The Silmarillion itself does not state anything about its own source, as a whole. There are statements here and there about parts of it. Also, it has a foreword by Christopher Tolkien, quoted in one of the above answers, and I'll requote:
... my father came to conceive The Silmarillion as a compilation, a compendious narrative, made long afterwards from sources of great diversity (poems, and annals, and oral tales) that had survived in agelong tradition ...
You might ponder what the canonical status of his conception is.
Indeed, one of the definitions quoted above is that, ideally, canon is what "Tolkien would have eventually published" had he lived. "We don’t and never will know what the ideal canon looks like." Very well. Still, I think we do know that Tolkien would have eventually taken care to place the Silmarillion itself inside the universe, one way or another. Besides his son's testimony, let me quote:
But the chief importance of Findegil's copy is that it alone contains the whole of Bilbo's "Translations from the Elvish". These three volumes were found to be a work of great skill and learning in which, between 1403 and 1418, he had used all the sources available to him in Rivendell, both living and written. But since they were little used by Frodo, being almost entirely concerned with the Elder Days, no more is said of them here.
Fellowship of the Ring: Prologue
Perhaps Tolkien would have eventually written that the Silmarillion was one, two, or three of these books. Or parts thereof. Or something else, who knows, but whatever the case, it's very likely that the Silmarillion is meant to have in-universe existence in some form, like the Lord of the Rings. Except the latter was basically written by eyewitnesses, whereas the in-universe counterpart(s) to the Silmarillion would have been condensed from a variety of sources, having very different points of view, and not always contemporary, or reliable.
On the one hand, Elrond was at the sack of Balar, Galadriel crossed the Grinding Ice, and Glorfindel was at the fall of Gondolin. (Or was he? Determining whether two people with the same name are actually the same person is just the sort of thing real historians have to deal with.) But other stories would have to be second-hand, third-hand, or less. (And who interviewed Morgoth and Ungoliant?)
Also consider Tolkien's "retcon" of the Hobbit, which was alluded to above.
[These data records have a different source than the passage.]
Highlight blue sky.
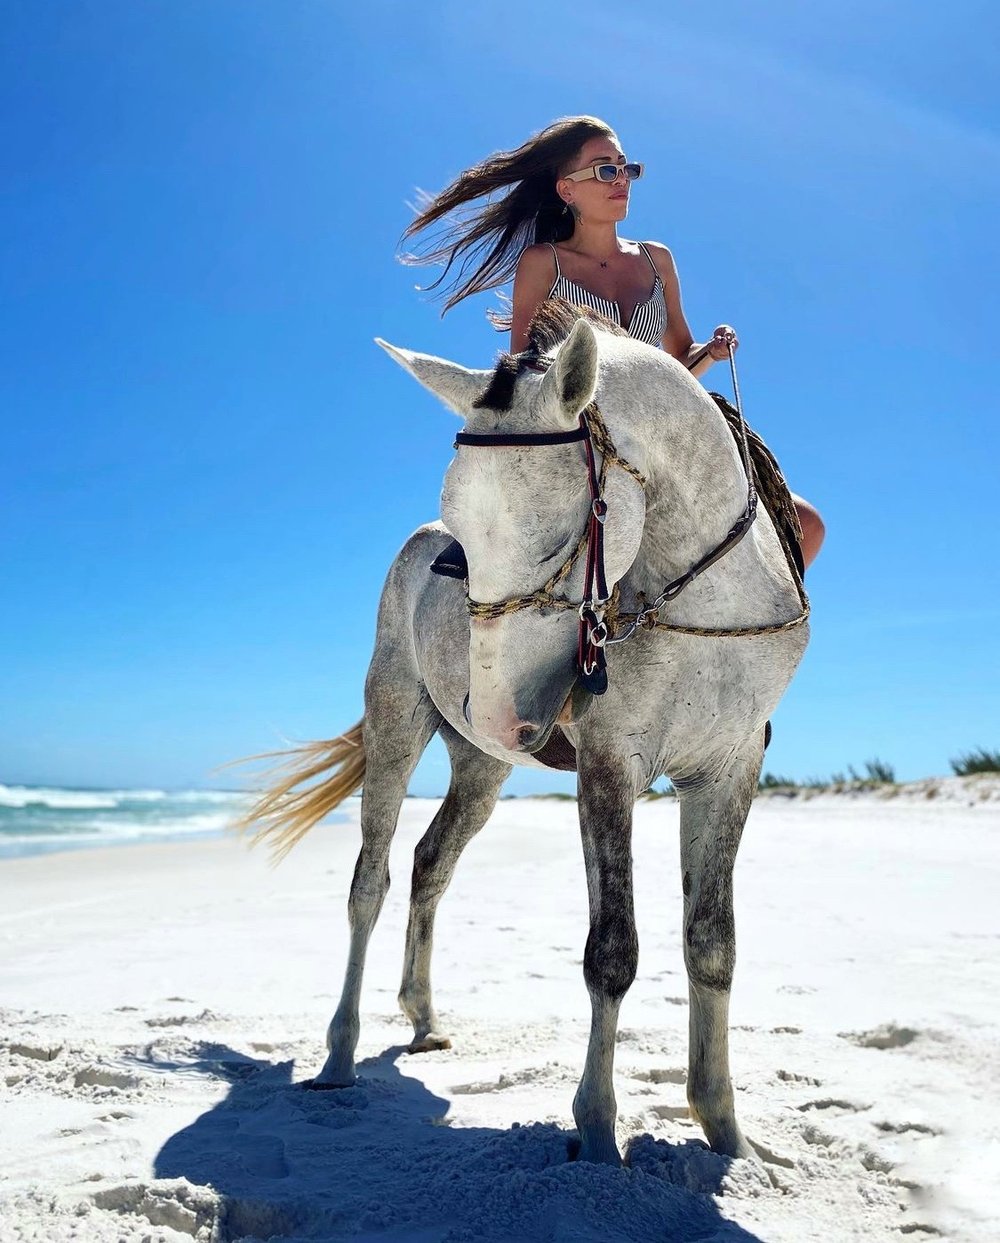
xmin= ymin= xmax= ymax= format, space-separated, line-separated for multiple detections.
xmin=2 ymin=1 xmax=997 ymax=794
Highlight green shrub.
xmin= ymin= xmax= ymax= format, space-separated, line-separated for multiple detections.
xmin=758 ymin=772 xmax=797 ymax=790
xmin=864 ymin=758 xmax=895 ymax=784
xmin=950 ymin=747 xmax=1000 ymax=776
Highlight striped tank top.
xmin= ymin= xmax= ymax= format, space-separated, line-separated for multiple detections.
xmin=547 ymin=241 xmax=667 ymax=347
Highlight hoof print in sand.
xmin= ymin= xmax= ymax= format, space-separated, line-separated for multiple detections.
xmin=648 ymin=1103 xmax=690 ymax=1122
xmin=450 ymin=1065 xmax=561 ymax=1096
xmin=145 ymin=1008 xmax=217 ymax=1029
xmin=93 ymin=1180 xmax=220 ymax=1237
xmin=840 ymin=1023 xmax=920 ymax=1050
xmin=5 ymin=1041 xmax=64 ymax=1062
xmin=797 ymin=1098 xmax=869 ymax=1114
xmin=73 ymin=1065 xmax=144 ymax=1090
xmin=874 ymin=1120 xmax=940 ymax=1136
xmin=749 ymin=1139 xmax=796 ymax=1170
xmin=776 ymin=1068 xmax=821 ymax=1086
xmin=800 ymin=1123 xmax=837 ymax=1149
xmin=858 ymin=1146 xmax=895 ymax=1173
xmin=630 ymin=1067 xmax=686 ymax=1085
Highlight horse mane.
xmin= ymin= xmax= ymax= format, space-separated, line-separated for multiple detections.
xmin=473 ymin=296 xmax=627 ymax=413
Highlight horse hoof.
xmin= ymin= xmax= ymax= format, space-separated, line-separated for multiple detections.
xmin=408 ymin=1033 xmax=452 ymax=1053
xmin=573 ymin=1134 xmax=623 ymax=1166
xmin=701 ymin=1122 xmax=755 ymax=1161
xmin=307 ymin=1056 xmax=357 ymax=1089
xmin=303 ymin=1076 xmax=356 ymax=1091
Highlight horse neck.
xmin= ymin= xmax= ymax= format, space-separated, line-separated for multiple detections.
xmin=601 ymin=360 xmax=799 ymax=622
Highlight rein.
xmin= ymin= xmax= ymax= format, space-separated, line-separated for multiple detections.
xmin=454 ymin=346 xmax=808 ymax=696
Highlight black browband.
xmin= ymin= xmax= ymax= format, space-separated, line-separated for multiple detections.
xmin=454 ymin=426 xmax=589 ymax=449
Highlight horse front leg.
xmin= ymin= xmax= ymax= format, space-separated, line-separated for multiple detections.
xmin=572 ymin=759 xmax=638 ymax=1165
xmin=313 ymin=683 xmax=441 ymax=1088
xmin=399 ymin=724 xmax=511 ymax=1051
xmin=674 ymin=739 xmax=764 ymax=1158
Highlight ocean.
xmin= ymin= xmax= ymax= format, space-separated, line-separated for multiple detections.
xmin=0 ymin=784 xmax=260 ymax=860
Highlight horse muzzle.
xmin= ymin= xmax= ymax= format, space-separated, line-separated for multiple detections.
xmin=464 ymin=697 xmax=555 ymax=753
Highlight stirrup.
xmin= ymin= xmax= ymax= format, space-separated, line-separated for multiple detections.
xmin=430 ymin=539 xmax=468 ymax=580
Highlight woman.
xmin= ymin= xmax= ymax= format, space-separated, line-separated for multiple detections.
xmin=403 ymin=115 xmax=825 ymax=569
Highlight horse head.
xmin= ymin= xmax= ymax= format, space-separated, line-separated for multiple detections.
xmin=378 ymin=315 xmax=647 ymax=753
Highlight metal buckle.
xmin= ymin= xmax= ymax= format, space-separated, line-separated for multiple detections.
xmin=587 ymin=620 xmax=608 ymax=648
xmin=579 ymin=600 xmax=609 ymax=621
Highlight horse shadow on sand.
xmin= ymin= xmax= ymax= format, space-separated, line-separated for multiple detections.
xmin=144 ymin=1040 xmax=766 ymax=1242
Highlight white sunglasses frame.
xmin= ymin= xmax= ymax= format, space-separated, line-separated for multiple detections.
xmin=562 ymin=161 xmax=644 ymax=184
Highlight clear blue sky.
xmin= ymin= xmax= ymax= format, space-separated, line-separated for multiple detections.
xmin=2 ymin=1 xmax=997 ymax=794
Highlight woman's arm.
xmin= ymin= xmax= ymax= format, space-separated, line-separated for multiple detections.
xmin=643 ymin=241 xmax=736 ymax=377
xmin=510 ymin=245 xmax=559 ymax=353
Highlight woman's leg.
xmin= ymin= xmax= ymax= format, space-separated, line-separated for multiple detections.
xmin=791 ymin=494 xmax=825 ymax=570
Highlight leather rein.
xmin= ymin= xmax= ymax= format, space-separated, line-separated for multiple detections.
xmin=453 ymin=347 xmax=796 ymax=696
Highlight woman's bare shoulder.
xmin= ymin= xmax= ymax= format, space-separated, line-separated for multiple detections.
xmin=516 ymin=242 xmax=557 ymax=273
xmin=639 ymin=240 xmax=677 ymax=273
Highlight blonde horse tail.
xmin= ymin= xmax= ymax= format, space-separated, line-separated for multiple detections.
xmin=234 ymin=721 xmax=366 ymax=862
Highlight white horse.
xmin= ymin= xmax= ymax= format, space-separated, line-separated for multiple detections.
xmin=242 ymin=300 xmax=809 ymax=1165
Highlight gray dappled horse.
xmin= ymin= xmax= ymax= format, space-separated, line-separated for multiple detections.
xmin=242 ymin=300 xmax=809 ymax=1164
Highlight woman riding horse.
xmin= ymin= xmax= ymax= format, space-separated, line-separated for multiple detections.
xmin=403 ymin=114 xmax=825 ymax=570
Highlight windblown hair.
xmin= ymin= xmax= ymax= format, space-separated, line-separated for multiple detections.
xmin=400 ymin=116 xmax=618 ymax=321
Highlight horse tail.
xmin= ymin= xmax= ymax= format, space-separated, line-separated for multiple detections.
xmin=234 ymin=721 xmax=366 ymax=862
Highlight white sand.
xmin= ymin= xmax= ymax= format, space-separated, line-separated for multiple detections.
xmin=1 ymin=785 xmax=998 ymax=1242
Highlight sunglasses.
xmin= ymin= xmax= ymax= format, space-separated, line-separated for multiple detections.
xmin=563 ymin=162 xmax=644 ymax=184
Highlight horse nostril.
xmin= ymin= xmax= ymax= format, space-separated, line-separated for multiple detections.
xmin=516 ymin=724 xmax=540 ymax=749
xmin=462 ymin=693 xmax=472 ymax=725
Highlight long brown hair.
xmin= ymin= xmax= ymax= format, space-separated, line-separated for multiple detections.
xmin=400 ymin=116 xmax=617 ymax=320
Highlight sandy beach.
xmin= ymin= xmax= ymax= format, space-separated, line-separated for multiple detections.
xmin=2 ymin=785 xmax=998 ymax=1242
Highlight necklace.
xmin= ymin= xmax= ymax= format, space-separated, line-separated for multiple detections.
xmin=561 ymin=244 xmax=617 ymax=269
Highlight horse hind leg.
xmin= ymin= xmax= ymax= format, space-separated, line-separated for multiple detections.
xmin=312 ymin=676 xmax=442 ymax=1088
xmin=399 ymin=723 xmax=511 ymax=1052
xmin=674 ymin=738 xmax=764 ymax=1159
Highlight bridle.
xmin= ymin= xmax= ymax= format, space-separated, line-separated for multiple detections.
xmin=455 ymin=396 xmax=634 ymax=694
xmin=453 ymin=347 xmax=807 ymax=696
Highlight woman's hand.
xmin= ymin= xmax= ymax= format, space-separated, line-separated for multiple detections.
xmin=707 ymin=324 xmax=739 ymax=360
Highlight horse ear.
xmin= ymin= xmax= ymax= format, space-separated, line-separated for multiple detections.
xmin=537 ymin=318 xmax=599 ymax=426
xmin=375 ymin=338 xmax=492 ymax=417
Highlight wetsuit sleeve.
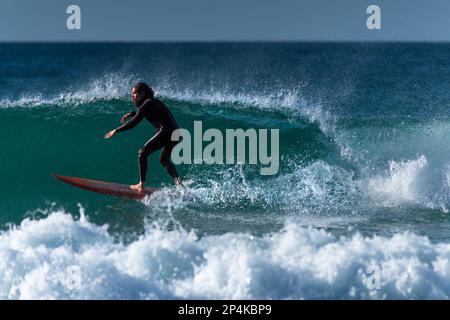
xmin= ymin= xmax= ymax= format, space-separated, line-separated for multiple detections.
xmin=116 ymin=106 xmax=145 ymax=132
xmin=129 ymin=111 xmax=136 ymax=116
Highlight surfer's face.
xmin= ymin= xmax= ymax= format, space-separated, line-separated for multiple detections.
xmin=132 ymin=87 xmax=144 ymax=106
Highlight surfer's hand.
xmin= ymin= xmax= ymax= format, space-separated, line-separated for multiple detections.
xmin=104 ymin=129 xmax=117 ymax=139
xmin=121 ymin=113 xmax=132 ymax=123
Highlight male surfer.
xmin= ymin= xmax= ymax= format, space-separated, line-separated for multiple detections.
xmin=104 ymin=82 xmax=182 ymax=192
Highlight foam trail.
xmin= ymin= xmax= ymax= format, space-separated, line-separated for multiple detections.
xmin=1 ymin=207 xmax=450 ymax=299
xmin=141 ymin=162 xmax=364 ymax=216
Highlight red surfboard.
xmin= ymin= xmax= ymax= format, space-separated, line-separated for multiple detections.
xmin=53 ymin=174 xmax=158 ymax=199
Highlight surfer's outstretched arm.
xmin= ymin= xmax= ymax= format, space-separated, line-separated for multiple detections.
xmin=115 ymin=106 xmax=145 ymax=133
xmin=105 ymin=108 xmax=144 ymax=139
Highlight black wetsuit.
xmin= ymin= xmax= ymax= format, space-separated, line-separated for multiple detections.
xmin=115 ymin=98 xmax=180 ymax=183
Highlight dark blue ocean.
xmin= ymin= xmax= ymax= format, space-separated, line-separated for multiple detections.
xmin=1 ymin=43 xmax=450 ymax=299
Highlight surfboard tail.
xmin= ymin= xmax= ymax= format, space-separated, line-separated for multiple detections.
xmin=53 ymin=174 xmax=158 ymax=199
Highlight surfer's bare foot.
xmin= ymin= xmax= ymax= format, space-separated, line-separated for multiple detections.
xmin=130 ymin=182 xmax=145 ymax=192
xmin=174 ymin=178 xmax=184 ymax=187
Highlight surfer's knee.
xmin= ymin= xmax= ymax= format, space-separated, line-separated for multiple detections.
xmin=138 ymin=148 xmax=147 ymax=160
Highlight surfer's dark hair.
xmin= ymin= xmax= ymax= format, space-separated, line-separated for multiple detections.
xmin=133 ymin=82 xmax=155 ymax=99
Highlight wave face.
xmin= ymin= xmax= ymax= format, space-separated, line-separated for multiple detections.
xmin=2 ymin=43 xmax=450 ymax=299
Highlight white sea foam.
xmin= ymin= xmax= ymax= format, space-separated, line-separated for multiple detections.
xmin=1 ymin=207 xmax=450 ymax=299
xmin=366 ymin=155 xmax=450 ymax=211
xmin=368 ymin=156 xmax=429 ymax=206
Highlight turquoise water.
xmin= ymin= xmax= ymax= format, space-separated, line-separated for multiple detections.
xmin=2 ymin=43 xmax=450 ymax=299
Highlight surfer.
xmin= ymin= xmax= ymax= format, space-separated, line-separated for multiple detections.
xmin=104 ymin=82 xmax=183 ymax=192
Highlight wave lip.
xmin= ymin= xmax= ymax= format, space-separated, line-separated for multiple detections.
xmin=1 ymin=207 xmax=450 ymax=299
xmin=1 ymin=76 xmax=311 ymax=118
xmin=0 ymin=73 xmax=136 ymax=109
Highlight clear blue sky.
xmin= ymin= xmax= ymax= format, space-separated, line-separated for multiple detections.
xmin=1 ymin=0 xmax=450 ymax=41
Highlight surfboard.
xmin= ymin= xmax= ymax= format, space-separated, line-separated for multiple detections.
xmin=53 ymin=174 xmax=158 ymax=199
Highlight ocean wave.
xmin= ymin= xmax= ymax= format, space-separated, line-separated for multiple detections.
xmin=1 ymin=207 xmax=450 ymax=299
xmin=0 ymin=74 xmax=345 ymax=155
xmin=0 ymin=71 xmax=343 ymax=144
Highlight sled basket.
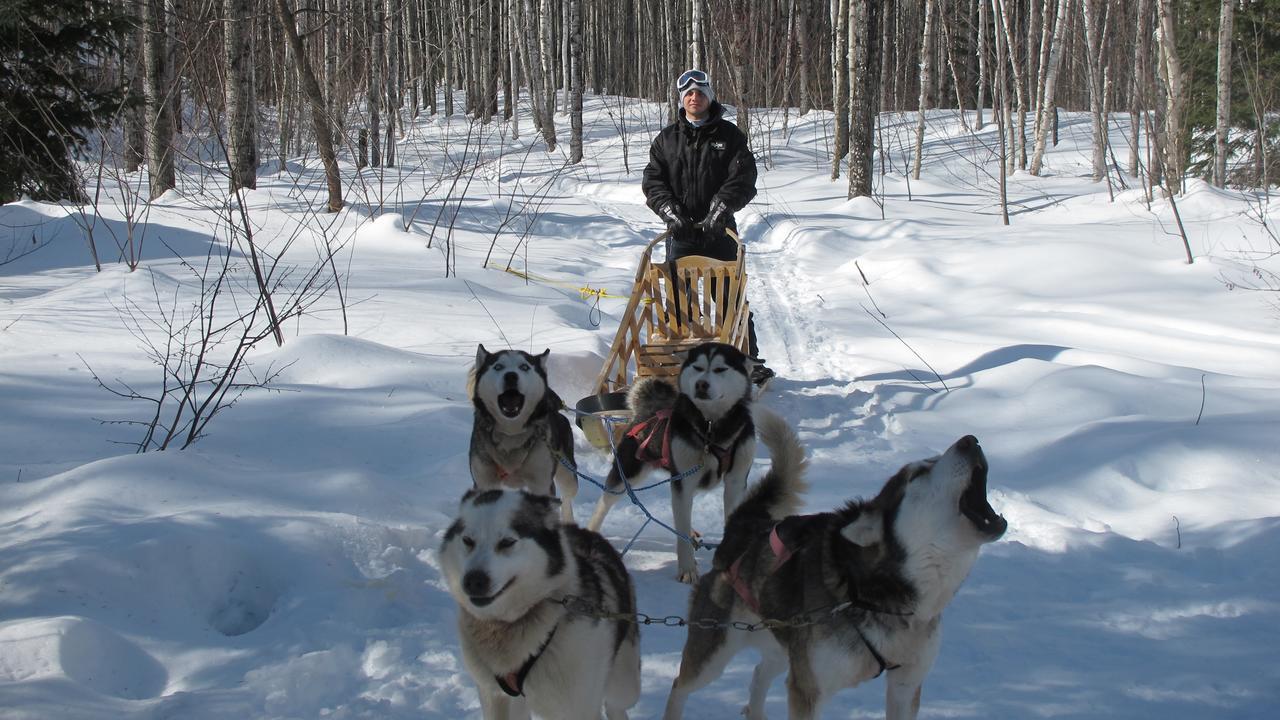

‘Don’t do that!’ said Gandalf, sitting down. ‘Do be careful of that ring, Frodo! In fact, it is partly about that that I have come to say a last word.’
‘Well, what about it?’
‘What do you know already?’
‘Only what Bilbo told me. I have heard his story: how he found it, and how he used it: on his journey, I mean.’
‘Which story, I wonder,’ said Gandalf.
‘Oh, not what he told the dwarves and put in his book,’ said Frodo. ‘He told me the true story soon after I came to live here. He said you had pestered him till he told you, so I had better know too. “No secrets between us, Frodo,” he said; “but they are not to go any further. It’s mine anyway.”’
‘That’s interesting,’ said Gandalf. ‘Well, what did you think of it all?’
‘If you mean, inventing all that about a “present”, well, I thought the true story much more likely, and I couldn’t see the point of altering it all. It was very unlike Bilbo to do so, anyway; and I thought it rather odd.’
Fellowship of the Ring: a Long-Expected Party
Tolkien not only put the books inside the universe, he also took care to put the retcon inside the universe: Bilbo was the author of the first version, which was a distortion motivated by the One Ring, and he told the true version to Frodo. What's more: in-universe, Frodo and Gandalf know the contradicting stories, and examine the two versions critically. This, too, is canon!
So even if you start out looking for "canon", in the end, a desire for internal consistency might lead you to think like a fictional historian anyway.